Celui qui défend la philosophie – mais pas que. Entretien avec Tristan Ledoux (Le nanti et l’usurpateur)

Celui qui défend la philosophie – mais pas que. Entretien avec Tristan Ledoux (Le nanti et l’usurpateur)

Venu dit-il « d’un accident biologique », Tristan Ledoux a renoncé à la vie sauvage comme à la vie programmée par l’I.A.. Et ce, à la recherche des mots par les idées – et inversement. Au nom de l’humanité, il ne cesse d’entamer des pourparlers avec les rapaces qui obligent à rester leurs laquais et leur nourriture. Pour eux, l’humanité n’est qu’un gâteau mais le seul espoir serait qu’un tel biscuit se mette à sauter ou à être saupoudré d’un poison.
Bref, Tristan Ledoux arrête l’anthropophagie mentale. Il fait reculer ses propres limites mais aussi notre servilité en espérant – entre autres par la fiction – nous faire sortir de nos réserves et décerveler le Père Ubu. Et avec un tel auteur, Ulysse est toujours ici.

Entretien :

Qu’est-ce qui vous fait lever le matin ?
La perspective d’une nouvelle journée à vivre. Parfois d’un travail à entreprendre, à poursuivre ou à terminer.
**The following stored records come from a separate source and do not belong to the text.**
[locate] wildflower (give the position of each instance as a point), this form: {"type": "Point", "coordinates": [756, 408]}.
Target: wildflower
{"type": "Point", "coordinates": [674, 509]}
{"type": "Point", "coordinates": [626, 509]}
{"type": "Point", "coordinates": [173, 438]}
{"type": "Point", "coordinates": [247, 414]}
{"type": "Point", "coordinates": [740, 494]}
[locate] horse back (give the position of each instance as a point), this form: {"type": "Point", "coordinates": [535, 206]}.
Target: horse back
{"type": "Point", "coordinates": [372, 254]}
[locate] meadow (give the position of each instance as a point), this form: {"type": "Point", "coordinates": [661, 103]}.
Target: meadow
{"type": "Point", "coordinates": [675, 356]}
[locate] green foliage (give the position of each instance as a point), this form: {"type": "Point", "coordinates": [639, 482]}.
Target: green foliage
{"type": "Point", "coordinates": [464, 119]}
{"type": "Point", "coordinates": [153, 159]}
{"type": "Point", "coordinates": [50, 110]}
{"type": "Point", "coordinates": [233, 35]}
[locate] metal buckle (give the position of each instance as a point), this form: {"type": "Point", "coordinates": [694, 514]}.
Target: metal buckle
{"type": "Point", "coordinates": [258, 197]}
Que sont devenus vos rêves d’enfant ?
Ils se sont enfuis au contact de la réalité, comme chez la plupart des individus, mais certains ont trouvé le moyen de se dissimuler dans les fictions que j’essaie de construire.

A quoi avez-vous renoncé ?
A la vie sauvage.

D’où venez-vous ?
D’un accident biologique.

Qu’avez-vous reçu en « héritage » ?
Le désir de me débarrasser de tout héritage, au sens parental ou familial.

Un petit plaisir – quotidien ou non ?
La découverte d’une belle idée motrice.

Comment définissez-vous votre humour dans votre écriture ?
Comme une sorte de supplément que m’offrent les mots quand je les cherche avec suffisamment d’acharnement.

Quelle est la première image qui vous interpella ?
Le gros plan sur un morceau de viande grouillant de vers dans « Le Cuirassé Potemkine » de Eisenstein.

Et votre première lecture ?
« Voyage au bout de la nuit » de Céline.

Quelles musiques écoutez-vous ?
Prokofiev, Debussy, Ravel, Miles Davis, Frank Zappa, Serge Gainsbourg, le jazz…

Quel est le livre que vous aimez relire ?
« La Colonie pénitentiaire » de Kafka (mais il y en a tellement qui me viennent à l’esprit que j’ai beaucoup de mal à répondre…)

Quel film vous fait pleurer ?
« Providence » d’Alain Resnais.

Quand vous vous regardez dans un miroir qui voyez-vous ?
J’essaie de ne pas voir mon père.

A qui n’avez-vous jamais osé écrire ?
A mon père.


Quel(le) ville ou lieu a pour vous valeur de mythe ?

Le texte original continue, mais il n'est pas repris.